Rational Survivability

I was reading Joseph Tardo’s (Nevis Networks) new Illuminations blog and found the topic of his latest post ""Built-in, Overlay or Something More Radical?" regarding the possible future of network security quite interesting.

Joseph (may I call you Joseph?) recaps the topic of a research draft from Stanford funded by the "Stanford Clean Slate Design for the Internet" project that discusses an approach to network security called SANE.   The notion of SANE (AKA Ethane) is a policy-driven security services layer that utilizes intelligent centrally-located services to replace many of the underlying functions provided by routers, switches and security products today:

Ethane is a new architecture for enterprise networks which provides a powerful yet simple management model and strong security guarantees.  Ethane allows network managers to define a single, network-wide, fine-grain policy, and then enforces it at every switch.  Ethane policy is defined over human-friendly names (such as "bob, "payroll-server", or "http-proxy) and  dictates who can talk to who and in which manner.  For example, a policy rule may specify that all guest users who have not authenticated can only use HTTP and that all of their traffic must traverse a local web proxy.
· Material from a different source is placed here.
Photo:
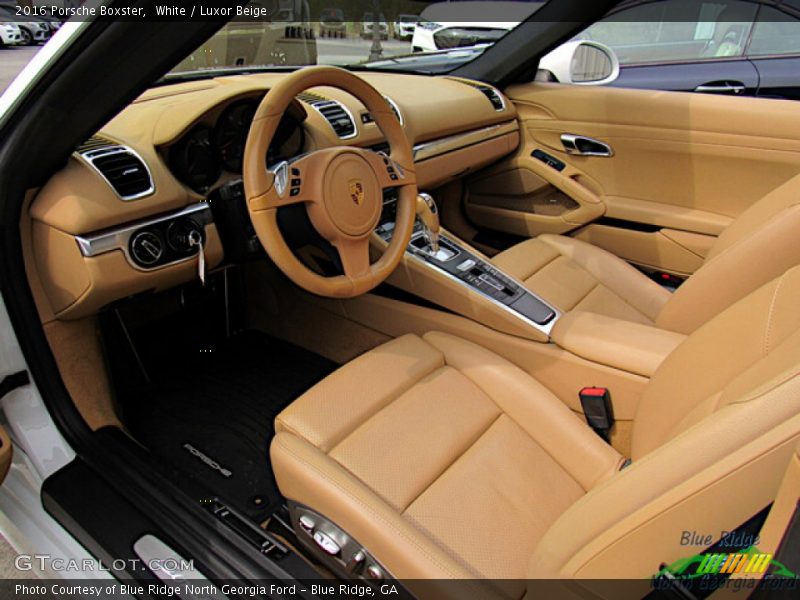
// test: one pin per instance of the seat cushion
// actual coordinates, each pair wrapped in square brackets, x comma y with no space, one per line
[424,448]
[574,275]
Ethane has a number of salient properties difficult to achieve
with network technologies today.  First, the global security policy is enforced at each switch in a manner that is resistant to poofing.  Second, all packets on an Ethane network can be
attributed back to the sending host and the physical location in
which the packet entered the network.  In fact, packets collected
in the past can also be attributed to the sending host at the time the packets were sent — a feature that can be used to aid in
auditing and forensics.  Finally, all the functionality within
Ethane is provided by very simple hardware switches.
      

The trick behind the Ethane design is that all complex
functionality, including routing, naming, policy declaration and
security checks are performed by a central controller (rather than
in the switches as is done today).  Each flow on the network must
first get permission from the controller which verifies that the
communicate is permissible by the network policy.  If the controller allows a flow, it computes a route for the flow to
take, and adds an entry for that flow in each of the switches
along the path.
      

With all complex function subsumed by the controller, switches in
Ethane are reduced to managed flow tables whose entries can only be populated by the controller (which it does after each succesful permission check).  This allows a very simple design for Ethane
      switches using only SRAM (no power-hungry TCAMS) and a little bit
of logic.
   

I like many of the concepts here, but I’m really wrestling with the scaling concerns that arise when I forecast the literal bottlenecking of admission/access control proposed therein.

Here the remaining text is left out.